7) *Works, Supply and Transport*: To be directly responsible for advising and representing the Republican president on matters and issues relating to the following: utilization and management of nationally owned pieces of land; provision and maintenance of vital infrastructure nationwide, including an efficient and inter-modal network of ground and air transportation; development of “malleable” stretches of the Kafue, Zambezi, Luangwa, and other sizable perennial rivers for water transportation; and procurement and distribution of government supplies; and construction, renovation and maintenance of government facilities and properties.
8) *Justice and Immigration*: To be directly responsible for advising and representing the Republican president on legal matters, the protection of citizens’ rights and freedoms, legal aid, title deeds, national registration, passports and immigration, citizenship and naturalization, work permits, treaties and agreements with other countries, intellectual property rights, and remuneration for judicial personnel and support staff.
9) *Culture and Community Services*: To be directly responsible for advising and representing the Republican president on issues and matters relating to the following: preservation of our national treasures (including national monuments, museums, historical sites, and cherished cultural and family values); promotion of traditional music and culture-related crafts; national emergencies; national unity and patriotism; religious harmony; national ceremonies and festivals; the operations of civil police and prisons; and issues relating to women, children, disabled citizens, and retirees and the aged.
10) *Foreign Affairs*: To be directly responsible for advising and representing the Republican president on issues and matters concerning foreign political relations; consular affairs and services; profiles of foreign countries; services and vital information to Zambians in, or travelling to, foreign countries; and publicizing of Zambian society abroad.
The Executive branch of the national government should be complemented by the work of several autonomous government agencies, as provided for in the Republican constitution, including the following: the Zambia Revenue Authority; Anti-Corruption Commission; Electoral Commission of Zambia; Environmental Council of Zambia, Human Rights Commission; Central Supply and Tender Board; Drug Enforcement Agency; Zambia Development Agency; and the National Science and Technology Council.
Such agencies need to be administered by a lean ensemble of technocrats.
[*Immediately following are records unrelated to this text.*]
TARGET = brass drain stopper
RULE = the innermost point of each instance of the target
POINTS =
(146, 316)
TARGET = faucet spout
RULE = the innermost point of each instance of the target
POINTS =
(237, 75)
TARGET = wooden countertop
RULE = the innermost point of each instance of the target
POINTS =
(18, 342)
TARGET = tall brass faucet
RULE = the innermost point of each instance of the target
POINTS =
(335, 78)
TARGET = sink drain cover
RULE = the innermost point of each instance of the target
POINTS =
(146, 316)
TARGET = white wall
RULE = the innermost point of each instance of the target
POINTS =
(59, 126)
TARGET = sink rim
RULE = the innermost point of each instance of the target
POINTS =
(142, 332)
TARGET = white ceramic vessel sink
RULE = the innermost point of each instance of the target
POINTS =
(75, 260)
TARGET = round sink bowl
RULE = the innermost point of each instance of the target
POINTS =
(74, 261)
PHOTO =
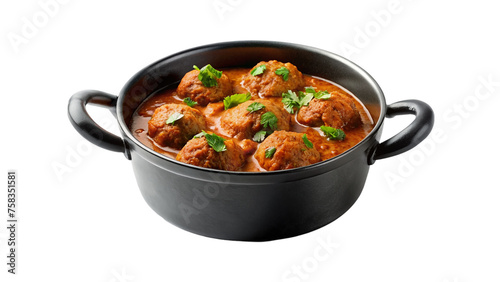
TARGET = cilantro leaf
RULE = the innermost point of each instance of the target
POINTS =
(255, 106)
(208, 75)
(258, 70)
(189, 102)
(269, 120)
(307, 142)
(305, 98)
(259, 136)
(216, 142)
(173, 118)
(283, 72)
(213, 140)
(318, 95)
(270, 152)
(333, 133)
(235, 100)
(199, 135)
(290, 101)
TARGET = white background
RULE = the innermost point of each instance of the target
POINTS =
(431, 214)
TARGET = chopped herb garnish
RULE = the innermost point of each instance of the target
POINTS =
(235, 99)
(270, 152)
(269, 120)
(199, 135)
(189, 102)
(291, 100)
(208, 75)
(255, 106)
(173, 118)
(333, 133)
(258, 70)
(307, 142)
(318, 95)
(213, 140)
(283, 72)
(259, 136)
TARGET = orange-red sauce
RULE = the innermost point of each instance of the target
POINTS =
(213, 111)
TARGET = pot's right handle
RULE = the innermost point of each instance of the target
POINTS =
(409, 137)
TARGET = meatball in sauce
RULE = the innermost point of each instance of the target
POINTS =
(259, 134)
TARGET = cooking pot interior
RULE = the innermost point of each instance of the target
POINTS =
(311, 61)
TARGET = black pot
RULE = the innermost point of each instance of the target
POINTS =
(250, 206)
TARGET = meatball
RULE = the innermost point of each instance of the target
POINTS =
(240, 123)
(269, 83)
(291, 151)
(177, 134)
(339, 111)
(190, 86)
(198, 152)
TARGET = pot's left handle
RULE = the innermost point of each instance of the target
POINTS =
(87, 127)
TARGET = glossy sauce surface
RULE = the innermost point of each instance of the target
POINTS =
(213, 111)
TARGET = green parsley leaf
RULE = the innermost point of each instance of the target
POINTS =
(189, 102)
(283, 72)
(291, 100)
(199, 135)
(213, 140)
(216, 142)
(269, 153)
(269, 120)
(305, 98)
(307, 142)
(235, 100)
(333, 133)
(208, 75)
(173, 118)
(258, 70)
(259, 136)
(255, 106)
(318, 95)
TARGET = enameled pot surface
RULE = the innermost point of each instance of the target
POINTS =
(251, 206)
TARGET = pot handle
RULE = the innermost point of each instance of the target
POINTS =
(409, 137)
(87, 127)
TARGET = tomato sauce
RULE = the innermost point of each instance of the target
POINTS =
(213, 111)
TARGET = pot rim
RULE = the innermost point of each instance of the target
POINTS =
(338, 160)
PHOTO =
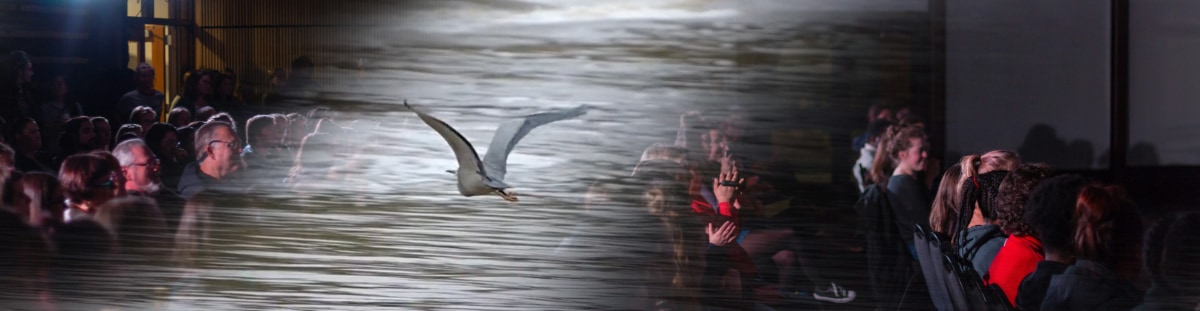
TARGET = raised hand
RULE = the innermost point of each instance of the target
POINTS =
(723, 235)
(726, 186)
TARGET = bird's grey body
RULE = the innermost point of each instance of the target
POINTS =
(486, 177)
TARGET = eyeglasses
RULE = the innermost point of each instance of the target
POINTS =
(232, 145)
(153, 163)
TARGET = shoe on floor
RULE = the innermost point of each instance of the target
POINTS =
(834, 293)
By and large, civil servants in government ministries that would be abolished or merged would need to be encouraged to seek early retirement with full benefits. Professional and skilled civil servants should be re-deployed in the new government ministries and agencies.
For example, professional and skilled civil servants in the current ministries of Science and Technology and Sports and Youth Development would be re-deployed in the contemplated Ministry of Education, Training and Sport. Those in the ministries of Mines and Mineral Development and Tourism, Environment and Natural Resources should be re-deployed in the new Ministry of Commerce and Industry. And so forth.
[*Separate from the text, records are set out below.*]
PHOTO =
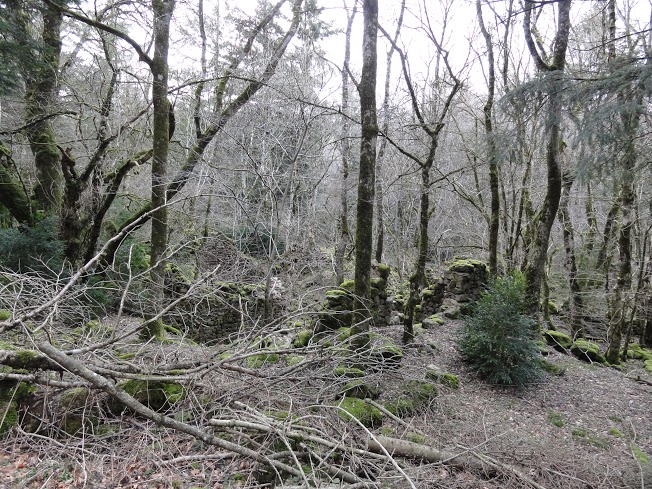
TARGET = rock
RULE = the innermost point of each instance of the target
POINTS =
(352, 408)
(449, 380)
(558, 340)
(587, 351)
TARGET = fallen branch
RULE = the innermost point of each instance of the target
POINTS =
(409, 449)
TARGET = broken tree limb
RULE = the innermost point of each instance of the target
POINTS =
(409, 449)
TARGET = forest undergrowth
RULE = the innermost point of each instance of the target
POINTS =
(588, 427)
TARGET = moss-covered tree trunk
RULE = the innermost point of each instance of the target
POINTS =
(41, 89)
(343, 228)
(553, 71)
(367, 176)
(163, 10)
(494, 220)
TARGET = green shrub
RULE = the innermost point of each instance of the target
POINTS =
(37, 248)
(499, 341)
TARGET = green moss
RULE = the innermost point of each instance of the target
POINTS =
(558, 340)
(616, 432)
(640, 456)
(421, 392)
(348, 372)
(302, 339)
(556, 419)
(637, 352)
(348, 285)
(401, 408)
(360, 389)
(552, 368)
(415, 438)
(587, 351)
(449, 380)
(383, 270)
(257, 361)
(158, 395)
(366, 414)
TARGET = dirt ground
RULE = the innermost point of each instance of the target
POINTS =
(590, 427)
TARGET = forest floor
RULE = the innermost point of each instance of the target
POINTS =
(590, 427)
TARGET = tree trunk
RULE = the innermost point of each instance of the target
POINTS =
(163, 10)
(575, 313)
(494, 221)
(344, 231)
(534, 269)
(367, 175)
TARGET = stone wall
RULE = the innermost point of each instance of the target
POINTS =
(221, 309)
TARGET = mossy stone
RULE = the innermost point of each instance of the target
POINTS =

The government would need to make an earnest effort to take good care of each and every civil servant who would be affected by the contemplated changes in the size and functions of the executive branch of our national government.
A lot of money, buildings, automobiles and other assets would be saved by cutting the number of Cabinet-level portfolios by half, abolition of the position of Deputy Minister, abolition of the position of District Commissioner, and cutting the size of the foreign service.